Ideally chose all changes that are “Do and Tell” or “Do and report”, I strongly do not recommend blending “Tell and Do,” there are just so many complexities here and it can lead to a constant revision of change controls and even increase risk of inadvertently sending products to the market.

Release of Product

All changes bundled together need to be releasable at the same time. Look at PQ/PV requirements and other testing that can be different and keep them in segregated change controls. Putting product on stability (or even needing stability data) is another good reason to separate changes.

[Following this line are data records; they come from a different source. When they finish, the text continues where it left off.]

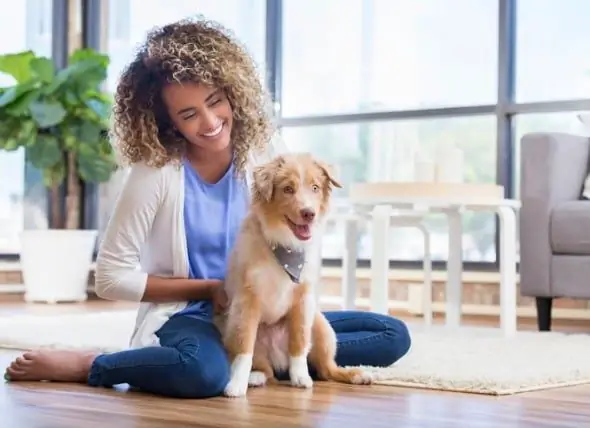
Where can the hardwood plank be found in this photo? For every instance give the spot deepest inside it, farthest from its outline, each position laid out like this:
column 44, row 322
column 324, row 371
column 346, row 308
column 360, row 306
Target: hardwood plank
column 49, row 405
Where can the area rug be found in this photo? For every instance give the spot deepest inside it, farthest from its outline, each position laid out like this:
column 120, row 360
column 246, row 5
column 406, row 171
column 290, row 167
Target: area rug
column 471, row 360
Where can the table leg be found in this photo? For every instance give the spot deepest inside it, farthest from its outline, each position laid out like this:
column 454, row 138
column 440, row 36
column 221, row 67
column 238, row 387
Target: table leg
column 349, row 261
column 380, row 225
column 454, row 269
column 508, row 318
column 427, row 272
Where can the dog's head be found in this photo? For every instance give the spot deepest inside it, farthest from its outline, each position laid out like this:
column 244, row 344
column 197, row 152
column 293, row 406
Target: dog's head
column 291, row 194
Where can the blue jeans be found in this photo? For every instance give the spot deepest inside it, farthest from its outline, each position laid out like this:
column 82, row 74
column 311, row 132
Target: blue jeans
column 192, row 363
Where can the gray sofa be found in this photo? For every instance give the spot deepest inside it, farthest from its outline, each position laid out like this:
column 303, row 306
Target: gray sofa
column 554, row 220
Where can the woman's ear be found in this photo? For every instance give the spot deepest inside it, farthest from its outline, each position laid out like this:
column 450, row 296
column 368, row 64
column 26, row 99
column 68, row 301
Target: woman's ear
column 263, row 179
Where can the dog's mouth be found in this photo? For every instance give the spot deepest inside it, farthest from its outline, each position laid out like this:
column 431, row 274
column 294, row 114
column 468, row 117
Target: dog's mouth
column 301, row 231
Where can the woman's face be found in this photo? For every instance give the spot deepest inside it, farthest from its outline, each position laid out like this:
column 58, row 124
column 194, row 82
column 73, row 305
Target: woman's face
column 202, row 114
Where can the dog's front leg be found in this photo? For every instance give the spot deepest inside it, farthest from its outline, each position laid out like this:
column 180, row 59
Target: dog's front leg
column 242, row 327
column 300, row 320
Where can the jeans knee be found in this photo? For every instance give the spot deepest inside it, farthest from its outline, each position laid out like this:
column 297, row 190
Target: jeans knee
column 201, row 379
column 398, row 338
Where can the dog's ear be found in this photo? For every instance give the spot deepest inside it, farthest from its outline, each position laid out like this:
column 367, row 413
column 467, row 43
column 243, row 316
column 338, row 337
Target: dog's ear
column 329, row 174
column 263, row 179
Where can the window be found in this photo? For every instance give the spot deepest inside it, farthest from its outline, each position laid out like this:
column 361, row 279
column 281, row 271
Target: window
column 381, row 151
column 130, row 20
column 366, row 55
column 551, row 47
column 23, row 25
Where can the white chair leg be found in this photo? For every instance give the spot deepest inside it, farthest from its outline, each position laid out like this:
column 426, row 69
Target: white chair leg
column 508, row 302
column 349, row 261
column 380, row 225
column 315, row 261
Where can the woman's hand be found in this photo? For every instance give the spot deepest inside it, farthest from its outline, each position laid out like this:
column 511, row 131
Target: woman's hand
column 219, row 298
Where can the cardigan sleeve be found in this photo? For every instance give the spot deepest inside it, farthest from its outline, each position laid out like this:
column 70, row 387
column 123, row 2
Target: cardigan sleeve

Similarly, keep changes that have different internal product segregation requirements unbundled.

Concreteness of Work Bundles

The best reason to bundle changes is that they involve changing the same things: same documents, same automation, same piece of equipment. Once the bundling starts increasing scope of the change, it is time to have separate change controls.

If bundling changes starts changing your project management triangle (resources, time, scope)  then do a deep evaluation. You probably have separate change controls, even if they are under the same project.

Evaluate effectiveness reviews. Chances are totally separate effectiveness reviews for same impacted area are really separate changes.

What about risks?

You might notice that I do not call out risks as one of the criteria. Risks drive mitigations, which drive impact to the three criteria I gave. If a high risk’s mitigation does not trigger one of these criteria, it is usually not a problem to group the changes together. Though I’d pause and consider why the addition of a change that adds high risks does not change drive mitigations that change the amount of work I am doing and ensure that is appropriately documented.

Conclusion

Sometimes bundling changes make sense. other times you will curse the day you agreed to bundle. I find these three rules provide a framework for making the decision.